The GAO estimated that fraudulent spending totaled between $233 billion and $521 billion per year over the study period—a fairly wide range. This can be attributed to two factors:

  1. The study period includes different risk environments—pre-pandemic and pandemic. The study period includes FYs 2020-2022 when the federal government was pumping out trillions in pandemic aid to combat the health and economic effects of COVID. At every level of government, there exists a natural tension between the need to disburse money quickly in an emergency and the need to ensure the right amount of money is getting into the right hands. The GAO results reflect the shift in the risk environment associated with a national emergency.
  2. The product of GAO’s methodology was a confidence interval, not a point estimate. GAO deployed a novel approach in this study, using a Monte Carlo simulation model to estimate the probability of government-wide fraud. In a Monte Carlo model, each input variable (in this case, measures of adjudicated fraud, potential fraud, and estimates of undetected fraud) is assigned a range of values based on historical data, and the computer program picks random values of each input variable to arrive at an output (estimated fraud). This experiment is repeated over and over again, generating a probability curve of the most frequently observed outcomes. Thus, the output is not a single value, but a range of values—or confidence interval. In the case of the GAO study, 90 percent of their model’s estimate of annual fraud losses in the study period fell between $233 billion and $521 billion.
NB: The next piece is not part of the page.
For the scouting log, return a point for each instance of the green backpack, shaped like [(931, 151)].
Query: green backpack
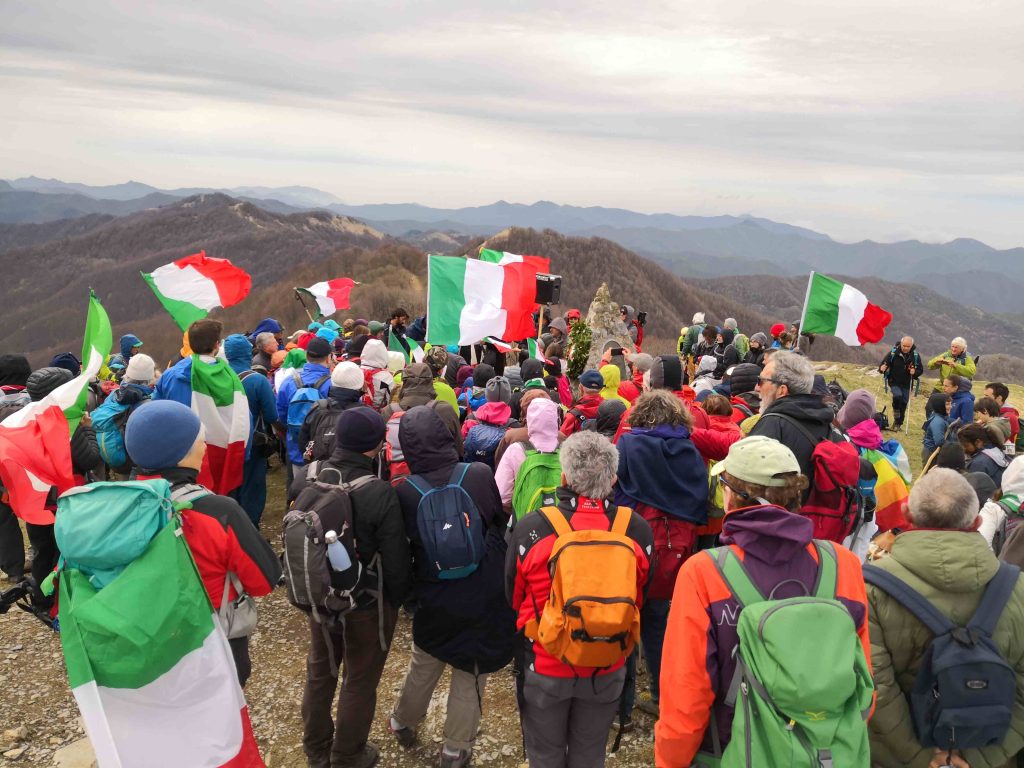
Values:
[(536, 481), (803, 684)]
Limitations of GAO’s Findings

Because this is a first-of-its-kind approach to modeling government-wide fraud, GAO was clear to caveat its findings:

  • The estimated fraud rate of 3-7 percent represents an average; it should not be construed as the rate of fraud among every federal program. While every program is at risk for fraud, the level of risk varies. Factors associated with higher risk include programs new to an agency, programs that rely on self-certification or self-reported data, programs that rely on eligibility determinations by an outside agency (e.g., state unemployment offices), or programs that involve large payouts.
  • The study does not include fraud loss associated with federal revenue (tax cheats) or fraud against federal programs that occurs at the state, local, or tribal government level unless federal authorities investigate it and report it (e.g., a rogue state employee disbursing federal funds to friends undetected).
  • The results of the GAO analysis should not be interpreted as a prediction of future fraud. GAO’s simulation model is not a predictive model—it does not produce forecasts. The future will encompass different (improved?) risk environments which will affect the prevalence of future fraud.

Why This Study Matters

Federal government budget deficits and accumulated debt are dangerously high. Projections published by the GAO, the Congressional Budget Office (CBO), the Office of Management and Budget (OMB), the Department of the Treasury, and a multitude of good-government watchdogs all show that current fiscal policy is unsustainable over the long term. Reducing future fraud is one way to help improve the nation’s fiscal future—and the GAO report is a step in the right direction. That said, those seeking to put the budget on a sustainable path must not assume that reducing, or even eliminating fraud will be sufficient by itself to get the job done. As noted above, the high end of the estimated range of fraud is just 7 percent—not nearly large enough to change our current fiscal trajectory. The unsustainable path of current fiscal policy emanates from a fundamental mismatch between enacted spending and revenues, not from fraudulent claims on that spending.